I’ve never really coded “to the metal” with a graphics library so this is going to be a bit of me talking out random non-mouth orifices. Actually, never isn’t fully accurate I suppose. For the sake of full disclosure I did what seemed like about 20 minutes worth of OpenGL 1.2 when I was in college the first time (16 years ago) and a full course with Direct3D during my second attempt at college (but didn’t make anything like a game). Direct3D isn’t going to help me much since I’ve chosen Java and LWJGL and a tiny bit of 16 year old experience with OpenGL is as good as having never used it at all.
This inspired another round of buying books. I actually bought 5 of them, but the important ones for this conversation are “The Red Book” and “The Orange Book.” More specifically, OpenGL Programming Guide: Eighth Edition and OpenGL Shading Language: Third Edition. This is particularly amusing for me because when I was learning a little about OpenGL the first time, I actually bought the Second Edition of the Red Book and there was no such thing as a shader.
So here I am, with literally thousands of pages to look over.
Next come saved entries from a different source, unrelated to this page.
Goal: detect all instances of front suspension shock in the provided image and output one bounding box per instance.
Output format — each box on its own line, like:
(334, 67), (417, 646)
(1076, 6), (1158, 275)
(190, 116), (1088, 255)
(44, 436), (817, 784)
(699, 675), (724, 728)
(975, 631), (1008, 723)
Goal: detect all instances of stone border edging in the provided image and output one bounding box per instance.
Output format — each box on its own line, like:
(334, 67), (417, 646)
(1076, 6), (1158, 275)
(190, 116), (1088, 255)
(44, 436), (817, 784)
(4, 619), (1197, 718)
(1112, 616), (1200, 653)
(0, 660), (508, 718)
I’m not going to pretend that I will read all of these books cover to cover, but I have at least started to pick them over for useful bits and educational potential. This is a mountain of a learning curve, but it’s a fun one to climb.
Things I’ve pieced together so far… The graphics pipeline used to be “fixed”. This means that it always did roughly the same thing all the time. Over time they made that pipeline more and more configurable in lots of fun ways. Turning features on and off was the most control you had over how things worked.
Over time, the processors on video cards got more powerful and more parallel and they introduced the ability to program them with small programs called shaders. Sort of like the ability to configure the pipeline, only way more powerful. The original shaders were extremely limited in the number of instructions they could do and what those instructions were allowed to be, but were still considered a step up from mere configuration options.
Eventually shaders evolved into general purpose programs and the number of instructions you were allowed to use got large enough for them to be truly useful. Video card makers saw this as an opportunity. Why keep around the old fixed pipeline that was buried in configuration items when you could replace it with shaders by themselves? Why create chips that have specific features that game designers may not even want when you can provide a way to run any features they want and leave the other ones out to avoid wasting overhead on them? That’s how the “shader pipeline” was born.